Ewan thinks this is a bad chip and/or outlier by histone analysis

BCL3

Ewan's thinks this is a bad chip; so does Anshul and Peggy

BRF4

Ewan thinks this is a bad chip and/or an outlier by histone analysis

NR4A1

Definitely a failed chip (Anshul)

Ewan thinks this is a bad chip and/or an outlier by histone analysis

p300

Pouya: "Known" motif for p300 on http://www.broadinstitute.org/~pouyak/motif-disc/human/ likely does not represent a true DNA binding specificity for p300. The discovered motifs appear to be for cell-type specific regulators.

TR4

Ewan thinks this is a bad chip and/or outlier by histone analysis.

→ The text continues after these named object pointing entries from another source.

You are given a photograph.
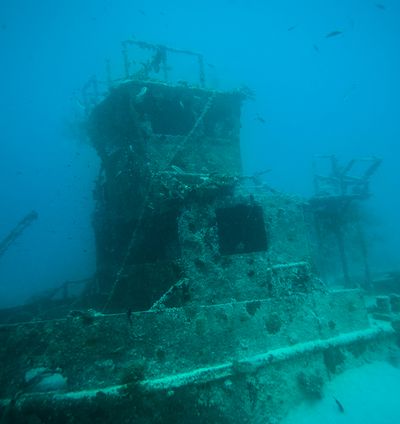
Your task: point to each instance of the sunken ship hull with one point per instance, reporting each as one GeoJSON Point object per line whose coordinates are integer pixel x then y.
{"type": "Point", "coordinates": [209, 302]}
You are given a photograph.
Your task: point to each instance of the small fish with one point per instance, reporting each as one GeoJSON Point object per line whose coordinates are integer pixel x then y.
{"type": "Point", "coordinates": [259, 118]}
{"type": "Point", "coordinates": [129, 315]}
{"type": "Point", "coordinates": [333, 34]}
{"type": "Point", "coordinates": [339, 405]}
{"type": "Point", "coordinates": [141, 93]}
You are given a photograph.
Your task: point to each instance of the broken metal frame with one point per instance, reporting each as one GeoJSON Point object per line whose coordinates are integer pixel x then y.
{"type": "Point", "coordinates": [335, 192]}
{"type": "Point", "coordinates": [12, 236]}
{"type": "Point", "coordinates": [91, 94]}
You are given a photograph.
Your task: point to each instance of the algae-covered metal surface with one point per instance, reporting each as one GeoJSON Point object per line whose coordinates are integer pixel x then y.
{"type": "Point", "coordinates": [207, 304]}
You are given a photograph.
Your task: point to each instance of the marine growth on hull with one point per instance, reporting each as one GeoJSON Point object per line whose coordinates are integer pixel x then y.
{"type": "Point", "coordinates": [210, 300]}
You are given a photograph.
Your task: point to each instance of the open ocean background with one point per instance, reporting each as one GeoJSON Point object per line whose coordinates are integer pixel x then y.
{"type": "Point", "coordinates": [314, 95]}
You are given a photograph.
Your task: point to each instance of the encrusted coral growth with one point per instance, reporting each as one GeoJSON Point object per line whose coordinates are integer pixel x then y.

Peggy: Which TR4 dataset are we talking about? We have shown in our published paper (BMC Genomics. 2010 Dec 2;11:689.) that the K562 TR4 peaks are over the start site, in between the two nucleosome peaks. Does the histone analysis down by ENCODE not agree with this? I just looked at our TR4 data. We have peaks in 4 cell types and they all overlap significantly. The peaks are all right over the start site in K562, HepG2, GM12878, and Hela. Note that these were all done so long ago that they are hg18; we should check to make sure the liftover worked correctly.

SIN3A

This has high H3k79me2 data. Mike notes this paper:


SIN3B and transcribed regions (SIN3b is a sin3a paralog, I think):

Mol Cell Biol. 2011 Jan;31(1):54-62. Epub 2010 Nov 1. A novel mammalian complex containing Sin3B mitigates histone acetylation and RNA polymerase II progression within transcribed loci.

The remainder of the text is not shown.